See the time to execute this:
db.Post.find().explain();
{
"cursor" : "BasicCursor",
"nscanned" : 534741,
"nscannedObjects" : 534741,
"n" :
534741,
"millis" : 18123,
"nYields" : 504,
"nChunkSkips" :
0,
"isMultiKey" : false,
"indexOnly" : false,
"indexBounds"
: {
}
}
compared
to:
db.Post.find({},{"username":1}).explain();
{
"cursor" : "BasicCursor",
"nscanned" : 534741,
"nscannedObjects" : 534741,
"n" :
534741,
"millis" : 429,
"nYields" : 0,
"nChunkSkips" :
0,
"isMultiKey" : false,
"indexOnly" : false,
"indexBounds"
: {
}
}
You can retrieve
only a few fields if you are using Morphia as well. Here is how:
Post.q().retrievedFields(true, "username").asList();
Just be careful: all the other fields will be null. So, make
sure you are really not using the other fields in your code.
So, after doing this index optimization phase, we had a better
response time. 50 simultaneous users in 564ms per request. We than ran
another test with 200 simultaneous users and we got 1.9s per request.
Ok, not so good, but hey, we can just start a new dyno and see the
number go down, right? Wrong. With a second dyno the average per
request was 3.2s. Exactly. With 2 dynos the results were a lot worse.
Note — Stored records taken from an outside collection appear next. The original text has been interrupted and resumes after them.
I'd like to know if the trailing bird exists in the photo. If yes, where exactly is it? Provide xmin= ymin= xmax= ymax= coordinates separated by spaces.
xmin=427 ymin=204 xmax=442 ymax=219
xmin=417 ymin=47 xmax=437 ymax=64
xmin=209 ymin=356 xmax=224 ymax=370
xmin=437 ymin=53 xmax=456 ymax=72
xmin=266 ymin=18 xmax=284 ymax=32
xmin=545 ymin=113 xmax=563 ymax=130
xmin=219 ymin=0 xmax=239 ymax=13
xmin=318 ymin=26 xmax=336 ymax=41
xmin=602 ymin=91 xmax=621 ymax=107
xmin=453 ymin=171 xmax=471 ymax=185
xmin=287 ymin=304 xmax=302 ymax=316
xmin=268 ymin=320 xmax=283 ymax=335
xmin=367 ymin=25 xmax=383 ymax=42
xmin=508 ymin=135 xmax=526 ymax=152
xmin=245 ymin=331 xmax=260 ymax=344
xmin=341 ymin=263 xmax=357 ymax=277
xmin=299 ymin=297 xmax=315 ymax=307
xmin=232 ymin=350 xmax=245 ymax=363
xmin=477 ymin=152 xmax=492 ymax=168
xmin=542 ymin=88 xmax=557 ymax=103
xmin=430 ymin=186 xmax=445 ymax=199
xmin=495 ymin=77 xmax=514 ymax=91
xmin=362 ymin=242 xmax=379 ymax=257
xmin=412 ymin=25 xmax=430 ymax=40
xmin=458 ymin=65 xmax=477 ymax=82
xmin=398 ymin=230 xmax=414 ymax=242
That required an additional investigation. Back to MongoDB.
If a second dyno was making things worse, chances were that
more requests were generating more stress on the database. Reviewing
our queries again, I was suspicious of a group operation we were
using. It should be a very fast operation, since it was iterating over
a few items, but reading MongoDB documentation again, in how
concurrency work
(http://www.mongodb.org/display/DOCS/How+does+concurrency+work), I
found something that I had missed the first time I read it:
"The group command takes a read lock and does not allow any
other threads to execute JavaScript while it is running."
Lock? Hmmm... that does not sound good. So, I refactored the
code to get rid of the group operation. After this, the 200
simultaneous users running with 2 Heroku dynos had an average
execution time of 475ms per request. What a difference, huh?
And this was our first load testing session for StoryTroop. We
will run other tests as new features are created but so far, I guess
we have enough for launching a pretty fast web site, specially since
we'll still add caching and other optimizations. More fun ahead.